In the manic days of evacuation that followed the fall of Kabul to the Taliban in August, thousands of people were left stranded. Among them were women who, in the two decades since the Taliban were ousted, had qualified as judges in Afghanistan’s new legal system. They were in fear for their lives as the militants seized power and democratic institutions crumbled. 

They have turned for help to Helena Kennedy, the Scottish barrister and director of human rights for the International Bar Association. Kennedy, who sits in the House of Lords as Baroness Kennedy of the Shaws, has spent the past three months in a frantic bid to evacuate those women judges and prosecutors left behind.

“When the military departure was taking place, I started receiving these calls from women judges, from people who knew women judges, and who were saying: ‘please, what can be done about this? We need to be able to help.’”

“Individual women [were] telling me they were hiding in their basements [or] they had had to move to a relative’s house and they couldn’t go out, and were in a really distressed state,” she tells me. “The clamour was becoming so loud and so fearful, it became clear that we had to act.”

That meant raising money, arranging transport to a provincial airport, chartering flights and conducting frantic diplomacy with the leaders of countries around the world who might offer refuge. For Kennedy, the experience has been crushing, uplifting and bizarre all at once: at one point, in order to ensure safe passage, she found herself chipping in for a sheep for a Taliban wedding. More often the task was ensuring everyone had the correct documentation and persuading airport officials to accept it. 

“We ended up being the operational hub for getting significant numbers out,” she says. “The first plane load… was 130 people. But the calls kept coming.”

Kennedy has watched the situation in Afghanistan deteriorate with horror. The IBA “was basically the organisation that set up a Bar Association in Afghanistan after the ousting of the Taliban,” she tells me. Its Human Rights Institute was involved in “training programmes, drafting… the bylaws by which the legal profession would operate, and encouraged very much the inclusion of women in the post-Taliban legal system.”

But even before the Taliban takeover, “the idea that women were sitting in justice on men was absolutely a fraught issue in Afghanistan.” In January, two female Supreme Court justices were murdered. 

Those most in danger now are “women who prosecuted some of these men now out of prison”: hardened militants released by the Taliban and seeking vengeance on those who sentenced them.

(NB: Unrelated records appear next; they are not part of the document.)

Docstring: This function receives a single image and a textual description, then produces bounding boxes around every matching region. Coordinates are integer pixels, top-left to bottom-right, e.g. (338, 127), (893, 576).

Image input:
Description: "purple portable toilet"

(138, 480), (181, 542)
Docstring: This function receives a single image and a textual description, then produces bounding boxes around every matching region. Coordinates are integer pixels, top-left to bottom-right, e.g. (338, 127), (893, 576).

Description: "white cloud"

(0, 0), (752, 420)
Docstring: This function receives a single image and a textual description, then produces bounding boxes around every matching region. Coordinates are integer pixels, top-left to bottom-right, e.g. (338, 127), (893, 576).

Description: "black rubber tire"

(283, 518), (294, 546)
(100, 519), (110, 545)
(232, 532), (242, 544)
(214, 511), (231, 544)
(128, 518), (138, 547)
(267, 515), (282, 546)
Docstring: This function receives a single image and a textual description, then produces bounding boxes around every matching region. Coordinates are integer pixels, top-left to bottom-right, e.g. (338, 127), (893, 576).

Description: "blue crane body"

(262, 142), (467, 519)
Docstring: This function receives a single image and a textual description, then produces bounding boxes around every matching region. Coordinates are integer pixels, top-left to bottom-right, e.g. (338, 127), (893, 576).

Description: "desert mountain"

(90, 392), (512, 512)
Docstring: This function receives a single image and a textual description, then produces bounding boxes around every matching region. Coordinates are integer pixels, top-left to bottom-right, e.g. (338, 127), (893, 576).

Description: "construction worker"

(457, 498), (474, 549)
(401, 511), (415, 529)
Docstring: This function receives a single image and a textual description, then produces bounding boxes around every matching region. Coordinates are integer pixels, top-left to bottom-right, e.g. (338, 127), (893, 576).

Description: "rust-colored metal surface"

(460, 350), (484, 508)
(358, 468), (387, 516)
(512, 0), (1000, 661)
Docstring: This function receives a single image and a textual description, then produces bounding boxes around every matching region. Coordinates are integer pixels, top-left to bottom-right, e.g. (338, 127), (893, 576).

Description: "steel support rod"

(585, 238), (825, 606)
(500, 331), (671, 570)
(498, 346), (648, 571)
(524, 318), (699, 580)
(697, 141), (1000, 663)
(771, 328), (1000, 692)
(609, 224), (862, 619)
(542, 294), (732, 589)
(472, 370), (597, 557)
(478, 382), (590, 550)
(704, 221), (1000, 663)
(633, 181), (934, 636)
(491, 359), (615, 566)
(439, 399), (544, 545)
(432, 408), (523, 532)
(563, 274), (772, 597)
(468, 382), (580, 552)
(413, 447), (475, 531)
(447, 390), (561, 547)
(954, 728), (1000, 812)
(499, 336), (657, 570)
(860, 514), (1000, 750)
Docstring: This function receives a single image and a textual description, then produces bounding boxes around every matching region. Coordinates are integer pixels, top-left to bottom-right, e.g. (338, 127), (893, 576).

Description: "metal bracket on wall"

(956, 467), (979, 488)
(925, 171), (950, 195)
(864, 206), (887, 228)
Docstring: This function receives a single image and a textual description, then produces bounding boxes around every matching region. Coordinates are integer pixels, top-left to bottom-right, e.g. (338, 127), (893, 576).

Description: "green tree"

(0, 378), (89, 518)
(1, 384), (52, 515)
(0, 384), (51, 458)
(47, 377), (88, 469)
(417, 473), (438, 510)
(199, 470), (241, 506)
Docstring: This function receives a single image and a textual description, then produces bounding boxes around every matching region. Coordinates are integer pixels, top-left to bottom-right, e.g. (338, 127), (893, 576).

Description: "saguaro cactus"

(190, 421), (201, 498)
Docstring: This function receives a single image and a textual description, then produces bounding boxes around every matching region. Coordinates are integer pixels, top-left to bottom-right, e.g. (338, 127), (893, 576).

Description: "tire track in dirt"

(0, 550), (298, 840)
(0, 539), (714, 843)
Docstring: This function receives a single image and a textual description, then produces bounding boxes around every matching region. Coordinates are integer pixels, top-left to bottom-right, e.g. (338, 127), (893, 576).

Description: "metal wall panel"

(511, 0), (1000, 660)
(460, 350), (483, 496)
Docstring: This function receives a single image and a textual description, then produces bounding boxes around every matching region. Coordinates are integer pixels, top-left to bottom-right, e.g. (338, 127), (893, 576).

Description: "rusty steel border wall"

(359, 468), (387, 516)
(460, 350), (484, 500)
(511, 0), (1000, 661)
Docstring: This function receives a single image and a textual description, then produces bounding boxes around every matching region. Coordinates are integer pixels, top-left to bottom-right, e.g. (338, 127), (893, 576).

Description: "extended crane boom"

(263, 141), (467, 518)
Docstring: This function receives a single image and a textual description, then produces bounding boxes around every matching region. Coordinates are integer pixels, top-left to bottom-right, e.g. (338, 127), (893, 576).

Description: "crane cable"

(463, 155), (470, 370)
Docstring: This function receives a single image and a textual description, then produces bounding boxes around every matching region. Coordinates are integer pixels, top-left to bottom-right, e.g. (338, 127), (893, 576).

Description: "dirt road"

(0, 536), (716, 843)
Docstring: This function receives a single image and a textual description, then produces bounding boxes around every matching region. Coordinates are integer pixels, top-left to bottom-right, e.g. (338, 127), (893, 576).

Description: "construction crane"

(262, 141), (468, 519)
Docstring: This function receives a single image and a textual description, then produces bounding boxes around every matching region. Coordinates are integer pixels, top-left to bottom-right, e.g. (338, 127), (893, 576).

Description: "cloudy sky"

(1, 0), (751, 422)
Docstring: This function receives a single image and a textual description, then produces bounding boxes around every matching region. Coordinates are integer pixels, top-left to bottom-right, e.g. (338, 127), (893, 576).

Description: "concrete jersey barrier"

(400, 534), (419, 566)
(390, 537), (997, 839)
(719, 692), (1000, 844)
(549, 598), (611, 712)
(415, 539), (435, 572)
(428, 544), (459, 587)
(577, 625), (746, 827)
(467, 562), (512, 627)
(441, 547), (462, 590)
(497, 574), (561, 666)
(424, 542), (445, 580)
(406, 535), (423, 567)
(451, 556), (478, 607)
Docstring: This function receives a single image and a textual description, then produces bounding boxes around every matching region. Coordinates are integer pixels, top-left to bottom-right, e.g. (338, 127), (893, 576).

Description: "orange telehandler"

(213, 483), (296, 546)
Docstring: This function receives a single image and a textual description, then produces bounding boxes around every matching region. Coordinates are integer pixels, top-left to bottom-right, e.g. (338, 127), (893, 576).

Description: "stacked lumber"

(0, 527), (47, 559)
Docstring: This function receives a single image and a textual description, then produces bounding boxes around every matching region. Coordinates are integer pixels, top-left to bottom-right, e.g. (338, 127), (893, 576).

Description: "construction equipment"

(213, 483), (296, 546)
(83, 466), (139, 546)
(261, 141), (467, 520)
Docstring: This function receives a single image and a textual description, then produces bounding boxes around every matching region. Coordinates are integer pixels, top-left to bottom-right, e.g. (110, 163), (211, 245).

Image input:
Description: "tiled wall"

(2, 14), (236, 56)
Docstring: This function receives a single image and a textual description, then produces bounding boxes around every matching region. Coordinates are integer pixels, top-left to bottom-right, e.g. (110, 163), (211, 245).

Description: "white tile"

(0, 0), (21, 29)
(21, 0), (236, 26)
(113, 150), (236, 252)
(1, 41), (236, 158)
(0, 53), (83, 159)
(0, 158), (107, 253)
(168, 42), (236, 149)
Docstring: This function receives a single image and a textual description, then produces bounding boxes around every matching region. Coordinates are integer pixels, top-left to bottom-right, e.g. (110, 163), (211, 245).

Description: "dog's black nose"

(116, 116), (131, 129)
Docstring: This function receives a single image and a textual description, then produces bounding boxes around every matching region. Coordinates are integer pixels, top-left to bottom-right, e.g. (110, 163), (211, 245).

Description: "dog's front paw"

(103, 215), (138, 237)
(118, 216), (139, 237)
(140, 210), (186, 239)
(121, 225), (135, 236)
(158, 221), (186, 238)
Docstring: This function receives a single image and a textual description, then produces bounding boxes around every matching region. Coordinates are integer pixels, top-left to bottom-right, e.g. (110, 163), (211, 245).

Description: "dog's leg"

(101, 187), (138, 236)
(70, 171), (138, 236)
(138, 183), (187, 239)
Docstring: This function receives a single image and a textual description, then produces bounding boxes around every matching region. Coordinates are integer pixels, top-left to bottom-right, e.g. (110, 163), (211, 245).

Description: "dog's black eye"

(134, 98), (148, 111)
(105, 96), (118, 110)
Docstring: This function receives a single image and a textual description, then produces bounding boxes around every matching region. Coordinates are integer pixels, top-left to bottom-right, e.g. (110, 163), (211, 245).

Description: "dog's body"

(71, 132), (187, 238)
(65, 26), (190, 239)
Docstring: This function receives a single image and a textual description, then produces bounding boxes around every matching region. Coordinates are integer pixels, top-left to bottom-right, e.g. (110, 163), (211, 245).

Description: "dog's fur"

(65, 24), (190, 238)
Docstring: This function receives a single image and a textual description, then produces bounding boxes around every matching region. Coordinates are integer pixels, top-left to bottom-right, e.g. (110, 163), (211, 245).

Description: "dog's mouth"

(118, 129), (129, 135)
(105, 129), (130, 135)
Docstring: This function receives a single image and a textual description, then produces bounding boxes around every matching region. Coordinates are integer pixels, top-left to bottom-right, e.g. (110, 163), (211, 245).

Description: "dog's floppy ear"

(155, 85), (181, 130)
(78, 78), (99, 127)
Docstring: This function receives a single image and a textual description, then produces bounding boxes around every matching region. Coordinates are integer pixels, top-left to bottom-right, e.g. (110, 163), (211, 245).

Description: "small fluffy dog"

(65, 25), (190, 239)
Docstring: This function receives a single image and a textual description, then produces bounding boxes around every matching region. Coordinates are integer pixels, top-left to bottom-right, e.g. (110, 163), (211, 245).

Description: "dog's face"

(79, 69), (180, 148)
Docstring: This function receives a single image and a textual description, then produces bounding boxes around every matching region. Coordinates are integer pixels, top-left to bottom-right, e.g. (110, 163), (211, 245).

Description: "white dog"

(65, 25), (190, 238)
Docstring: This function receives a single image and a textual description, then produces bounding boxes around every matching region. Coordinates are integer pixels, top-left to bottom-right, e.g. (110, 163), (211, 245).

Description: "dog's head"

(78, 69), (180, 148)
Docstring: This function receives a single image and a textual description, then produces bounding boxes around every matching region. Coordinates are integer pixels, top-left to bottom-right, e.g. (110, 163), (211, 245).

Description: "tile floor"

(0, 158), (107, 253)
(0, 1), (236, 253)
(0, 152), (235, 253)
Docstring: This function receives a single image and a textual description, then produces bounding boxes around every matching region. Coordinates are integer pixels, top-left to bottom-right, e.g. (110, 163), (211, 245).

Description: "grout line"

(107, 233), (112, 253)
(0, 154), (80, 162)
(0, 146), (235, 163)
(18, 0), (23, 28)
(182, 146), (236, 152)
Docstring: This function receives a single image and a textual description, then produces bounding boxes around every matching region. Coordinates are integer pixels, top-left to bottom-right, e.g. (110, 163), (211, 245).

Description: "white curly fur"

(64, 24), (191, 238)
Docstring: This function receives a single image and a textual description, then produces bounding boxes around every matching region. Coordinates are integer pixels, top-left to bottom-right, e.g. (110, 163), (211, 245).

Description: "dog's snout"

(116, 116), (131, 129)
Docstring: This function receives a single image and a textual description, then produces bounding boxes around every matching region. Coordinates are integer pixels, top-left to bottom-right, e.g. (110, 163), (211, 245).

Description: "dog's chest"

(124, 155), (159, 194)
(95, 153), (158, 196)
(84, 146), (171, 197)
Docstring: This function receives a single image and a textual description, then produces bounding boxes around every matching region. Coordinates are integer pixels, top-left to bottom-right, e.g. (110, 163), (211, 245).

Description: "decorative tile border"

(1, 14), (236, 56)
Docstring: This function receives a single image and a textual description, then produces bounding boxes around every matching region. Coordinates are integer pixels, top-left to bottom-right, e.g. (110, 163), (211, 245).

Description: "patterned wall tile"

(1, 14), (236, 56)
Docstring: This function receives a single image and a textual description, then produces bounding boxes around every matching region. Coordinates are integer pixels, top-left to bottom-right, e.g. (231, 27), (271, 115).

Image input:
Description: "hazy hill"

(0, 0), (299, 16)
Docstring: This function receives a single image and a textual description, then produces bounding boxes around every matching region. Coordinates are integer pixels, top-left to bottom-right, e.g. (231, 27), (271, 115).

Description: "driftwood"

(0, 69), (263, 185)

When you hear of a disappearance, “you just wonder whether they’ve been taken out and had their throat slit and been dumped somewhere.”

The total number of people helped by Kennedy’s scheme—women lawyers and their family members—now stands at 500. But the UK is not doing enough, she says. It has taken handfuls of female judges here and there, but provoked outrage when it rejected visa applications from a group of 35 judges, most of whom were women. And after the initial heave, the long-term Afghan resettlement scheme is yet to get off the ground. 

“I have been contacted by so many good British people who have said to me… ‘I live in a big house, and my children have all left home… and I would be very happy to have a family coming here to live with me.’ It just seems to be such a slow and wretched process.”

There are moments of joy amid the despair. “My spirits go up and down. The happiness of the Friday before last, with the four of us: [my colleagues] Charles, Emily, Ewelina and myself, we went out to the airport, and met our women and their families coming off a plane. There were four of them and their children and their husbands.

“It was one of the great moments in anybody’s life, you know, when you see them arriving,” she adds. “And they wept and they laughed and they hugged. It was just wonderful. It was just the most wonderful thing.”